ウィリアムズの重量超過問題―サインツとアルボンが“軽量化待ち”を強いられる理由
ウィリアムズは、2026年シーズンを重量超過のマシンで迎えた。しかし、その改善にはまだ時間を要する見込みだ。チーム代表のジェームズ・ボウルズ氏が、その背景を説明している。
開幕準備で出遅れたウィリアムズ
ウィリアムズは2026年の新レギュレーション導入に向け、早い段階から開発リソースを集中させていた。しかし、開幕前のテストでは準備に遅れが生じ、シェイクダウンも参加できなかった。
さらに、カルロス・サインツとアレックス・アルボンがステアリングを握るFW48が、最低重量を大きく上回っていることも明らかになった。

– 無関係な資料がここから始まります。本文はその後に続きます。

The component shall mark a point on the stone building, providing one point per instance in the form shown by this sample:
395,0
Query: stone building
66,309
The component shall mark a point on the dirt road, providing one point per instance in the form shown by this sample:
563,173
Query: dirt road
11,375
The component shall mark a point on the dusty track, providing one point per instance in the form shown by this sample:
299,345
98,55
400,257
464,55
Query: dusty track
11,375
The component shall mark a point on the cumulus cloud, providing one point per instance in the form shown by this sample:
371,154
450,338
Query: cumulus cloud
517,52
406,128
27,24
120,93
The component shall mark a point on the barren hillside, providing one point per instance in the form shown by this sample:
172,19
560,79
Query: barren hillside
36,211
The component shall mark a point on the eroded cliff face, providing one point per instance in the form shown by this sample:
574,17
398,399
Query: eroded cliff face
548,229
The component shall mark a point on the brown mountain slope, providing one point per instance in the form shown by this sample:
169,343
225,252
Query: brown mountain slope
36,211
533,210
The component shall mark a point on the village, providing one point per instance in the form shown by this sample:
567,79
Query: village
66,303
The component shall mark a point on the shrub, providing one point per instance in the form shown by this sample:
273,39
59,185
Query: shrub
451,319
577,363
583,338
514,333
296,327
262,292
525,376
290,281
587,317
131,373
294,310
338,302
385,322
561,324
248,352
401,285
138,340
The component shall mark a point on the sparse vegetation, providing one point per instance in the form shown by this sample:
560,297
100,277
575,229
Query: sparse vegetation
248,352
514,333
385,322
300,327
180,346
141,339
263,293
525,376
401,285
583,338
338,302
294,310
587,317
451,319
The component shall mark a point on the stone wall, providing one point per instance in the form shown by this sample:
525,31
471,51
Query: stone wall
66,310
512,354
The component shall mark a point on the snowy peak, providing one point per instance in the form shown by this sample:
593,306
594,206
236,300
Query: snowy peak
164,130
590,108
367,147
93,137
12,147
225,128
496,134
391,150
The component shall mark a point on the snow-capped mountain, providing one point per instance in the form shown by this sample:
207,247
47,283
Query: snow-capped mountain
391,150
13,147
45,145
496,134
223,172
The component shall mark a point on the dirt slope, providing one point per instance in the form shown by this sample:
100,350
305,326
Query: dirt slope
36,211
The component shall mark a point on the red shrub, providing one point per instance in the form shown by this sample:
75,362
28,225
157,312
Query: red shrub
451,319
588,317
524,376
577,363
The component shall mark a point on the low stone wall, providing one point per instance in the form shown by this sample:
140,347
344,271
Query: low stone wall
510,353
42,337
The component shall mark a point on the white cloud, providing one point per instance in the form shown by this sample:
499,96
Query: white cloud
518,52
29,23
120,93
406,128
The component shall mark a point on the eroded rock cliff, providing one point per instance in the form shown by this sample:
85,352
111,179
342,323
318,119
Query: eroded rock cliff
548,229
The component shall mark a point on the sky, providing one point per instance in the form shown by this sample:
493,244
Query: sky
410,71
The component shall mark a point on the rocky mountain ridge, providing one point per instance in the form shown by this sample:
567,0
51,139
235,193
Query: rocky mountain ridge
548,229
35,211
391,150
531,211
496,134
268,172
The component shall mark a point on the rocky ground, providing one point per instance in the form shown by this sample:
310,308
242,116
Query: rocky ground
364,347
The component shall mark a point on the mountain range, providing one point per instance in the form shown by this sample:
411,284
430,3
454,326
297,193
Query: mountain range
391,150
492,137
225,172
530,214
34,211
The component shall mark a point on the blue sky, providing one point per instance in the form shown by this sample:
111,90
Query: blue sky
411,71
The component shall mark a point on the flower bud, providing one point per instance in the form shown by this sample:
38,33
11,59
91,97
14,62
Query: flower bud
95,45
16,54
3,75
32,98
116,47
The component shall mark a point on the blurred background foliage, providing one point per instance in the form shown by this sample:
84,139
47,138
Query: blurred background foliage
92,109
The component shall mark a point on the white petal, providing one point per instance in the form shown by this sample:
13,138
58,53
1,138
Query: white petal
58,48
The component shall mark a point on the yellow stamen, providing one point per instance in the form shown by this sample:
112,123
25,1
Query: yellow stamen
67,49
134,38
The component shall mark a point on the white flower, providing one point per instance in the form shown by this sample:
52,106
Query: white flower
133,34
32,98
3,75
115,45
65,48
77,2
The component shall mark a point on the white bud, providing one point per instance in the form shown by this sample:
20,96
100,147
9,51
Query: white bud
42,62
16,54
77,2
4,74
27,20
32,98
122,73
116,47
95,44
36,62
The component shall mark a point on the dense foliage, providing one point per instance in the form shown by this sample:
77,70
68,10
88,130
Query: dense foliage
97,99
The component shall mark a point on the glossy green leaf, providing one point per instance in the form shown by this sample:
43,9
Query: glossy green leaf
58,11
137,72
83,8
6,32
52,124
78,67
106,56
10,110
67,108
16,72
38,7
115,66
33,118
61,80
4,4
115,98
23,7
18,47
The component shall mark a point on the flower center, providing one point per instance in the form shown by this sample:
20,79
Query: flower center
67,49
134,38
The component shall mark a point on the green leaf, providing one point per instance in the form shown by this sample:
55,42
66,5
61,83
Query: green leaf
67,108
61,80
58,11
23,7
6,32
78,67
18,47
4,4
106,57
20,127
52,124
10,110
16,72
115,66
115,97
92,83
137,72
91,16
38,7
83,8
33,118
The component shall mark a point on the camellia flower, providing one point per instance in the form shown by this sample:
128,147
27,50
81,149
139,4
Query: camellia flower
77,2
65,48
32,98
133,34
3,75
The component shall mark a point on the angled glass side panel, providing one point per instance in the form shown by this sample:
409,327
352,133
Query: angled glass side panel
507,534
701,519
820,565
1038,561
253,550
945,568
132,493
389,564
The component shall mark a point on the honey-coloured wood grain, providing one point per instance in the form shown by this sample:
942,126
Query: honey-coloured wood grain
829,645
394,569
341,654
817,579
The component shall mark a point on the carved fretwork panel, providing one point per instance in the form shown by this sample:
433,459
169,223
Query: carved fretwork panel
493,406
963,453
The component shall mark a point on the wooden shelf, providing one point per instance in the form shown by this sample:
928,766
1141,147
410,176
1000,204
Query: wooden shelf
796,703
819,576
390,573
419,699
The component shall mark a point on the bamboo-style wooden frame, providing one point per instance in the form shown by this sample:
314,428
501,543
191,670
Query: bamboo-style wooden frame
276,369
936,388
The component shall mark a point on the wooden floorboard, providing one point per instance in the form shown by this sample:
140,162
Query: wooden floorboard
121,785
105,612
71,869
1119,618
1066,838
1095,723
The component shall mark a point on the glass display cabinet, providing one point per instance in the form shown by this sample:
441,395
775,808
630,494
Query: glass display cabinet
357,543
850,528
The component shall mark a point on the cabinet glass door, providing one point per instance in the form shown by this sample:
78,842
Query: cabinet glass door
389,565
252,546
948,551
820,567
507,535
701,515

サインツは、マイアミのパドックで次のように語っている。
「理想的な重量に到達するには、まだかなり時間がかかる」
軽量化がすぐに進まない理由
この状況について、ボウルズ氏は記者会見で詳細を説明した。
「エンジニアたちは、重量を削減する方法を見つけた。ただし、そのためにはパーツ製造を効率的に進める必要がある」
さらに、こう続けた。
「今週末は新しいアンダーフロアを投入した。しかし、単に軽くするだけを目的に、同じ仕様のフロントウイングを作り直すのは合理的ではない。空力アップグレードと合わせて進めなければならない」
バジェットキャップが影響
ボウルズ氏は、F1のバジェットキャップ制度も大きな制約になっていると説明する。
「予算制限がなければ、軽量化のためだけにパーツを別途製造することも可能だ。その能力はある。ただ、今は複数の要素を考慮しなければならない」
その上で、次のように強調した。
「重要なのは、空力性能を向上させながら同時に重量を削減していくことだ」
つまり、ウィリアムズは軽量化だけを切り離して進めるのではなく、空力アップデートと組み合わせながら段階的に改善を進めていく方針だ。限られた予算の中でコスト効率を重視しつつ、重量削減とパフォーマンス向上の両立を図っており、そのプロセスはシーズン後半まで続くとみられている。